One can prove furthermore that the set of finite dimensional Gaussian distributions of a Gaussian process is characterized by the mean function \(t \mapsto E(X_{t})\) and the covariance function \((u,v) \mapsto Cov(X_{u},X_{v})\). Indeed, one can recover the finite dimensional means and covariances from these two functions.

Brownian stochastic integrals using deterministic integrands deliver continuous time Gaussian processes. Assume the function \(h(\cdot)\) on \([0,\infty[\) is square integrable when restricted to \([0,t]\) (\(\int_{0}^{t}|h(u)|^{2}du<+\infty\)). We can then define a continuous Gaussian process through varying the end point \(t\) of the stochastic integral:\[\int_{0}^{t}h(u)dW_{u}.\] This process is obviously centered (\(E[\int_{0}^{t}h(u)dW_{u}]=0\)). It is also Gaussian. When \(h\) is a step function, it is a simple weighted sum (with deterministic weights) of non overlapping (and thus independent) Brownian increments. A square integrable function can be approximated in the \(L^{2}\) sense by step functions \(h_{n}\) and it can be shown that the limiting operation preserves the Gaussian nature of the process^{2}.

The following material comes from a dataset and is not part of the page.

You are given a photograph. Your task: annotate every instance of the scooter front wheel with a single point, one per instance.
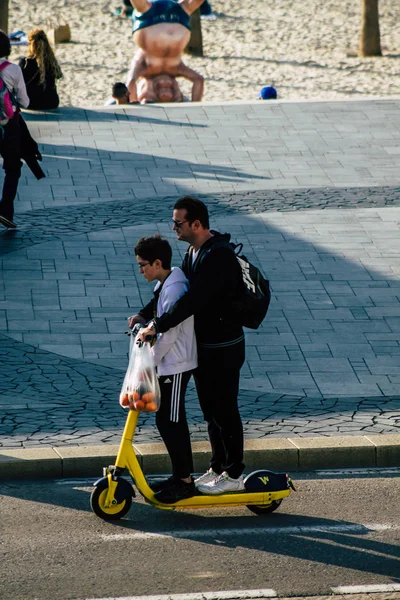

One can similarly define \(\int_{-\infty}^{t}h(u)dW_{u}\) provided \(\int_{-\infty}^{t}|h(u)|^{2}du < +\infty\).

# Ornstein-Uhlenbeck

A process is stationary if the distribution of \((X_{t+t_{1}},X_{t+t_{2}}\ldots,X_{t+t_{n}})\) is independent of \(t\) for all choices of \(n\), \(t\) and \((t_{1},t_{2},\ldots,t_{n})\). Stationarity is invariance with respect to time translations. The covariance function \((u,v) \mapsto Cov(X_{u},X_{v})\) then only depends on \(v-u\). A process is Markovian if as of time \(s\), all information regarding the future trajectory of \(X\) is contained in the value \(X_{s}\). One does not need to know more than the current value of \(X\) to predict its future.

Markovianity and stationarity imply^{3} that \(cov(X_{s},X_{t})=a\exp(-b|t-s|)\) for positive constants \(a\) and \(b\). This is the covariance function of the Ornstein Uhlenbeck which can thus be described as the only stationary markovian Gaussian process out there.

We can express the Ornstein Uhlenbeck process as Brownian integral. To do so, we need recover this covariance function through a suitable choice of \(h\) in \(\int_{-\infty}^{t}h(t,u)dW_{u}\) using: \[cov(\int_{-\infty}^{s}h(s,u)dW_{u},\int_{-\infty}^{t}h(t,u)dW_{u})=\int_{-\infty}^{\min(s,t)}h(s,u)h(t,u)du.\] Choosing \(h(t,u)=\beta^{\frac{1}{2}}\exp(-\alpha (t-u))\) with both \(\beta\) and \(\alpha\) strictly positive, we get: \[\int_{-\infty}^{\min(s,t)}h(s,u)h(t,u)du=\frac{\beta}{2\alpha}\exp(-\alpha|t-s|).\]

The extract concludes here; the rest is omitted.